Il existe également des preuves suggérant que les toxicomanes ne connaissent pas les conséquences négatives non pas du déni, mais de la dégradation de la compréhension et de la conscience de soi (Naqvi et al., 2007). L’abus de drogues chronique est associé à une altération de la conscience de soi (dysfonctionnement du cortex insulaire), ce qui se traduit par un déni de la gravité de la dépendance et de la nécessité d’un traitement. Par exemple, seule une petite fraction des grands buveurs admet qu’ils ont un problème d’alcool. C’est une des raisons pour lesquelles certaines personnes continuent à boire alors même qu’elles réalisent que cette habitude leur détruit la vie.

Les toxicomanes ne parviennent pas non plus à se soucier de l’avenir. Les toxicomanes sont temporairement myopes. Autrement dit, les conséquences futures ne sont pas évaluées par rapport aux avantages actuels. Les avantages de la consommation de drogue peuvent être clairs et immédiats, tandis que les coûts sont généralement retardés et incertains. Ils ont tendance à préférer les médicaments parce qu’au moment de leur choix, ils accordent plus de valeur aux médicaments qu’à une récompense future, mais incertaine (santé, relations ou opportunités, par exemple).

En résumé, le déni est essentiel pour expliquer pourquoi les toxicomanes persistent à utiliser malgré des preuves de conséquences néfastes. L’anxiété associée à la réflexion sur les conséquences peut, dans certaines circonstances, amener les toxicomanes à réprimer ou à nier toute nouvelle au sujet de leur dépendance. Le déni atténue l’anxiété. L’acquisition de connaissances sur les conséquences négatives de l’usage de drogues doit donc être considérée comme une étape importante du processus de rétablissement. En effet, la première étape des Alcooliques anonymes consiste à admettre que vous avez un problème et à commencer à chercher de l’aide. Étant donné que les personnes utilisent le déni pour se protéger de la douleur psychologique, le toxicomane doit disposer de nouveaux outils pour faire face efficacement à cette douleur.

Références

Bortolotti L. Délires et autres croyances irrationnelles. Oxford University Press; Oxford: 2010.

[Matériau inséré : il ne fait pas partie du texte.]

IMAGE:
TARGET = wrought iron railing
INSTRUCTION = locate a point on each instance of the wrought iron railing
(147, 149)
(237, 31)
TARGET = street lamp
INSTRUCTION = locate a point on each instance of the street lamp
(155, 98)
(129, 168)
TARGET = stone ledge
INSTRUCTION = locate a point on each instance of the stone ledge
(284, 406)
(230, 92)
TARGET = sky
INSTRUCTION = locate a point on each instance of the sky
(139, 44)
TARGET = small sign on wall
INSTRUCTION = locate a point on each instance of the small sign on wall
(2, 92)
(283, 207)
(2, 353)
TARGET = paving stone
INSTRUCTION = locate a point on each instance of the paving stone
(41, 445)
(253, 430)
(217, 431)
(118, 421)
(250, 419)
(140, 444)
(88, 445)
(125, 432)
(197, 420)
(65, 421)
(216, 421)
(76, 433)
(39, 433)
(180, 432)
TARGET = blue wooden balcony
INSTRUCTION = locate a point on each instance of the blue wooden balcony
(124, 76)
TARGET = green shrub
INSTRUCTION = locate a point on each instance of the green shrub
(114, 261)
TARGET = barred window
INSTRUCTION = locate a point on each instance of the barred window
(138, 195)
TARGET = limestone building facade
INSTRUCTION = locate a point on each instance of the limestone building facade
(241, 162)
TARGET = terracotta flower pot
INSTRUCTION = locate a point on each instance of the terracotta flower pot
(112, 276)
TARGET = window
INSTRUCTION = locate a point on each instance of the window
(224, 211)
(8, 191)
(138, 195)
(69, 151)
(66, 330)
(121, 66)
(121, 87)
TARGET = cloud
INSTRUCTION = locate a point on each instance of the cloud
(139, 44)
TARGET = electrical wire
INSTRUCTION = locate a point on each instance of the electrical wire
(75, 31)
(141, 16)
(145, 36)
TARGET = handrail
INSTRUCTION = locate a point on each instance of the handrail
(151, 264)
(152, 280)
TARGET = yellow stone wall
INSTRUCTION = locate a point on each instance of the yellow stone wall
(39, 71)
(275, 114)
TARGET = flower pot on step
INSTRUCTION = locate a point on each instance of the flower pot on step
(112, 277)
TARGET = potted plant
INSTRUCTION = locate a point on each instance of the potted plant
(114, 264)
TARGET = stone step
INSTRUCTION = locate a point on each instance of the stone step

McWilliams N (2011). Diagnostic psychanalytique: Comprendre la structure de la personnalité dans le processus clinique (2e édition). New York, Guilford.

Naqvi, Nasir H., David Rudrauf, Hanna Damasio et Antoine Bechara (2007). Les dommages causés à l’insula perturbent la dépendance au tabac. Science 315: 531-534.

Pickard Hanna (2016). Déni de dépendance. Esprit et Langage, Vol 31 (3): 277-299.